In contrast, the Great Green Wall project is failing to meet its objectives in the Sahel countries due to insecurity in the regions proposed. “Launched in 2007 by the AU, the initiative initially envisaged the continuous planting of millions of trees over a 15 km wide strip from Senegal to Djibouti. In 2013, the vision was reoriented towards a broad programme of sustainable ecosystem management and improving the living conditions of rural populations affected by land degradation. The project’s goals include restoring 100 million hectares of land, capturing and storing 250 million tons of CO2 through vegetation by 2030, and creating 10 million jobs in rural areas while contributing to food security in one of the world’s most malnourished regions.”

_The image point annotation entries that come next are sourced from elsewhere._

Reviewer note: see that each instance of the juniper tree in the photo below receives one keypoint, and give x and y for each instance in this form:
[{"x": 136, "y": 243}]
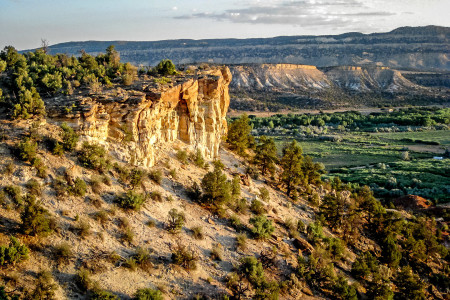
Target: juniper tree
[{"x": 239, "y": 135}]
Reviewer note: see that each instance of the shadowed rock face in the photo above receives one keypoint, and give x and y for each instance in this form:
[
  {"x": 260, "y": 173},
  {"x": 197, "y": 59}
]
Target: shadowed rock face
[{"x": 138, "y": 124}]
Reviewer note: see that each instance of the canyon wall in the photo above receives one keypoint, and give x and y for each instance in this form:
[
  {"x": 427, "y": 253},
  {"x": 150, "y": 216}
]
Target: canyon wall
[{"x": 141, "y": 122}]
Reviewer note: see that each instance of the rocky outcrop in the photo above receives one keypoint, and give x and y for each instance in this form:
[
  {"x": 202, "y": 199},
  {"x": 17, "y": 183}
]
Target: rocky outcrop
[
  {"x": 138, "y": 124},
  {"x": 298, "y": 78},
  {"x": 422, "y": 48}
]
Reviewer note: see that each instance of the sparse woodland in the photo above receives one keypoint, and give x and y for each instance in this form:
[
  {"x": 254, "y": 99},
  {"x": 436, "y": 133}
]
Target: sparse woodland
[{"x": 256, "y": 223}]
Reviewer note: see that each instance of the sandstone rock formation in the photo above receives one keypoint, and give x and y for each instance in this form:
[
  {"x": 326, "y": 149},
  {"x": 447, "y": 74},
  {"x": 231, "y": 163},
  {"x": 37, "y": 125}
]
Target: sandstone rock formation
[
  {"x": 138, "y": 123},
  {"x": 297, "y": 78}
]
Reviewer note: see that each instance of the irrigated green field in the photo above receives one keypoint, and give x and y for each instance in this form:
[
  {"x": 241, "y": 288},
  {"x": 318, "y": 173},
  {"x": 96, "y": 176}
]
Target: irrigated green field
[{"x": 395, "y": 162}]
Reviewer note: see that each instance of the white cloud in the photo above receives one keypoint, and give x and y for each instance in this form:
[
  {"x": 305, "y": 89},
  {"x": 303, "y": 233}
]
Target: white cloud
[{"x": 338, "y": 13}]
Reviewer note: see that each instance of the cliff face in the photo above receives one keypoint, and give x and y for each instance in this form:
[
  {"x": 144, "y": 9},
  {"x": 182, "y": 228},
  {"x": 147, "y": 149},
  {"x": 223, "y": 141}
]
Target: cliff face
[
  {"x": 298, "y": 78},
  {"x": 138, "y": 124},
  {"x": 414, "y": 47}
]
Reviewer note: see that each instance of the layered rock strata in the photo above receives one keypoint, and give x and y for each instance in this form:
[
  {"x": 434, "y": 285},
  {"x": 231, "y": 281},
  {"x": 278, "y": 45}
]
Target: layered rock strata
[{"x": 138, "y": 124}]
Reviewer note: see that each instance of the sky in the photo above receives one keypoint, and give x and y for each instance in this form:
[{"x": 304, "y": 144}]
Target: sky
[{"x": 25, "y": 23}]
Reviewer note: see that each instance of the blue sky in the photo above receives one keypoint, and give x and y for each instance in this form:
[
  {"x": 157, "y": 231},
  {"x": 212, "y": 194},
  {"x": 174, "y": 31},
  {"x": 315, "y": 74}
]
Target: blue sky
[{"x": 24, "y": 23}]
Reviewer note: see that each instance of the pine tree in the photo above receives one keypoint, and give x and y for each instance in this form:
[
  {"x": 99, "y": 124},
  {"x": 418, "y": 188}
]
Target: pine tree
[
  {"x": 216, "y": 188},
  {"x": 410, "y": 285}
]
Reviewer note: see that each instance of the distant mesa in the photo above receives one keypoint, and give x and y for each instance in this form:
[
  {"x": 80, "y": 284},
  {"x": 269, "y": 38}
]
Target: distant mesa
[{"x": 421, "y": 48}]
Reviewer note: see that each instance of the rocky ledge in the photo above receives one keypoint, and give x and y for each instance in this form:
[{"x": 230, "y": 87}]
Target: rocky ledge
[{"x": 138, "y": 122}]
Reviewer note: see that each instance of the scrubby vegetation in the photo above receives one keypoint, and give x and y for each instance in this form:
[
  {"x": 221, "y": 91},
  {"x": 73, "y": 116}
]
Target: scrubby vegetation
[{"x": 267, "y": 223}]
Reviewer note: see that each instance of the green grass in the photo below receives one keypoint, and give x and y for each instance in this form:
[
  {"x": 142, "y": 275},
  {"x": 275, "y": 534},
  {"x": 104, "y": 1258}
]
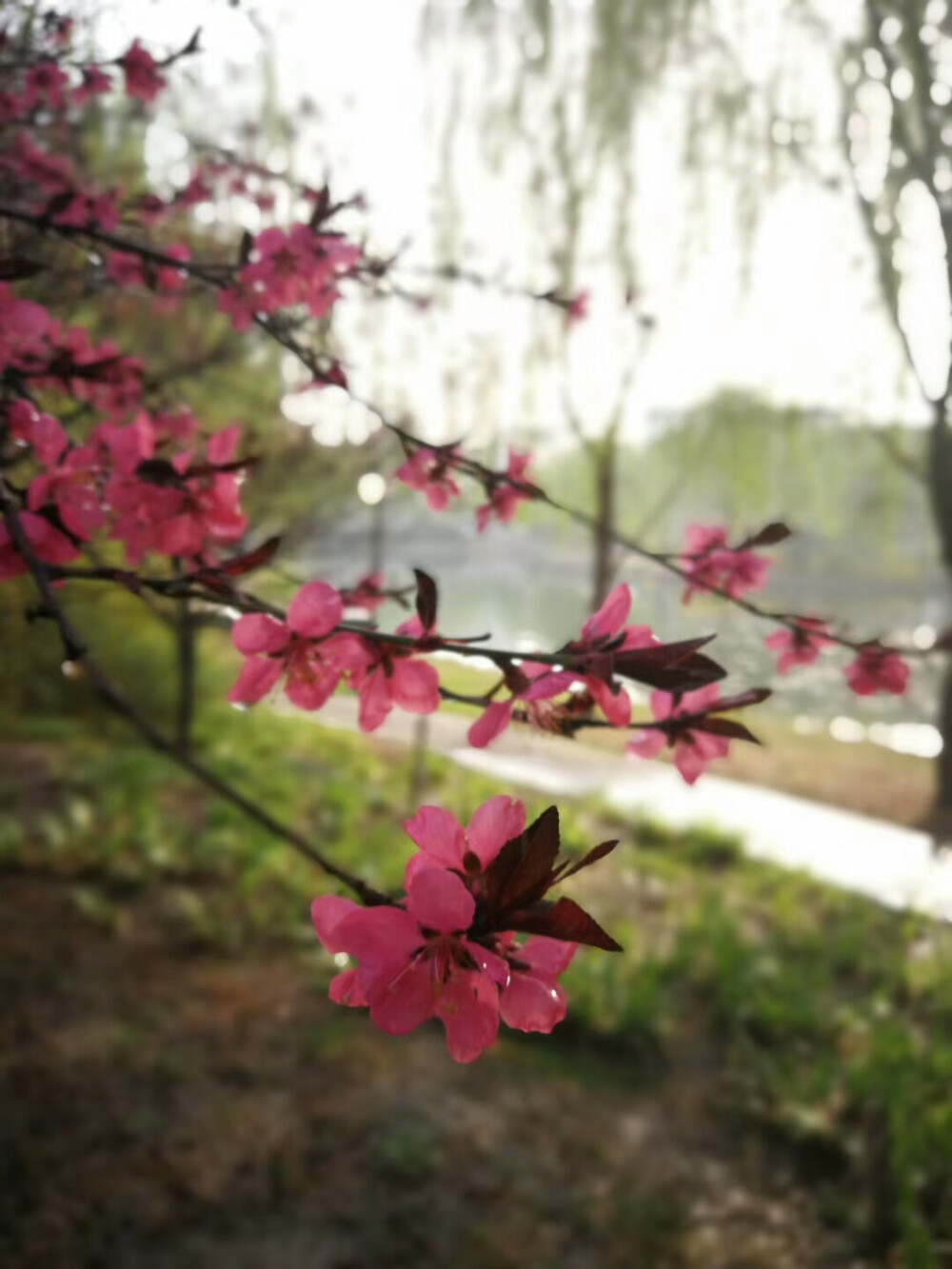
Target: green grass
[{"x": 814, "y": 1017}]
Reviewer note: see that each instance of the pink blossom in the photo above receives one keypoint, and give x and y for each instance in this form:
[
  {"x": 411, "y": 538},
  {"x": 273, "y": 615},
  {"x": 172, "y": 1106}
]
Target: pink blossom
[
  {"x": 38, "y": 430},
  {"x": 295, "y": 267},
  {"x": 417, "y": 963},
  {"x": 878, "y": 669},
  {"x": 505, "y": 499},
  {"x": 604, "y": 636},
  {"x": 394, "y": 678},
  {"x": 303, "y": 650},
  {"x": 712, "y": 565},
  {"x": 143, "y": 75},
  {"x": 533, "y": 688},
  {"x": 45, "y": 85},
  {"x": 532, "y": 1001},
  {"x": 430, "y": 472},
  {"x": 46, "y": 542},
  {"x": 693, "y": 747},
  {"x": 129, "y": 269},
  {"x": 441, "y": 953},
  {"x": 74, "y": 488},
  {"x": 444, "y": 841},
  {"x": 802, "y": 644},
  {"x": 95, "y": 83},
  {"x": 34, "y": 167},
  {"x": 89, "y": 210}
]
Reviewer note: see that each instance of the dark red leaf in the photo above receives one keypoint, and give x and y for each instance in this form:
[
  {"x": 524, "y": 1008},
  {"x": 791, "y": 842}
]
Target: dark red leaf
[
  {"x": 597, "y": 853},
  {"x": 522, "y": 871},
  {"x": 670, "y": 666},
  {"x": 769, "y": 536},
  {"x": 426, "y": 599},
  {"x": 238, "y": 465},
  {"x": 158, "y": 471},
  {"x": 726, "y": 727},
  {"x": 563, "y": 921},
  {"x": 752, "y": 697},
  {"x": 239, "y": 565}
]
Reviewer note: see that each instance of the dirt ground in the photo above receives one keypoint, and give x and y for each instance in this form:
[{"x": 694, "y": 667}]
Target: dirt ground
[{"x": 170, "y": 1104}]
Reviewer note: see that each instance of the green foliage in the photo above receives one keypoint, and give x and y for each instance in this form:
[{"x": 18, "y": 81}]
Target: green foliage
[
  {"x": 822, "y": 1020},
  {"x": 742, "y": 460}
]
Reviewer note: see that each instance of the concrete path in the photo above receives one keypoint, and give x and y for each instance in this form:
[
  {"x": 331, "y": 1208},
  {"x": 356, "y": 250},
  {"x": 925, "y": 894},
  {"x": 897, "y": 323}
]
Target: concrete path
[{"x": 891, "y": 864}]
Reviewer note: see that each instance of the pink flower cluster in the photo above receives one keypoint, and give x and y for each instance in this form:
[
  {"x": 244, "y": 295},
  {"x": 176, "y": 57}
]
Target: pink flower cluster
[
  {"x": 593, "y": 659},
  {"x": 505, "y": 498},
  {"x": 181, "y": 506},
  {"x": 288, "y": 268},
  {"x": 692, "y": 746},
  {"x": 712, "y": 565},
  {"x": 312, "y": 658},
  {"x": 878, "y": 669},
  {"x": 430, "y": 471},
  {"x": 429, "y": 957},
  {"x": 48, "y": 85}
]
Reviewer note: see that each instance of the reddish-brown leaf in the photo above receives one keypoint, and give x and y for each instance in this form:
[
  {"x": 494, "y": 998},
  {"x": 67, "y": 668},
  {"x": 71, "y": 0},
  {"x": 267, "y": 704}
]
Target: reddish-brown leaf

After 15 years of work (from 2007), the project is only 20% complete, mainly in Senegal and Ethiopia. The African Union has decided that the project will now extend to southern Africa.
“According to Elvis Paul Tangem, the GGW project coordinator for the AU, it is almost impossible to continue planting trees and restoring degraded land in Mali, Burkina Faso, Niger, Chad, Nigeria, Eritrea and northern Cameroon because of insecurity and the reallocation of funds to humanitarian aid,” Afrik 21 adds. “We are now moving to areas that are less of a security threat and less prone to conflict,” Elvis Paul Tangem said. “We are aware that Madagascar, Angola, Namibia and South Africa have suffered severe drought and desertification in recent years. The Great Green Wall now extends to these countries,” he added.
In the Sahel regions, desertification increases insecurity and then insecurity increases desertification and stops those trying to halt the trend. It is a vicious cycle — the opposite of the virtuous cycle proposed by Sands to Green. Several African leaders have identified climate change as one of the main drivers of insecurity in Africa. “In my country, we live in constant insecurity, due to many factors that put Sudan at the top of the list for climate vulnerability,” says Nisreen Elsaim, chair of the United Nations Youth Advisory Group.
These two stories emphasize that climate change is not just a problem for one region. We must all work together to resolve desertification and conflict issues for the sake of the individual, the countries, the region, and the entire world.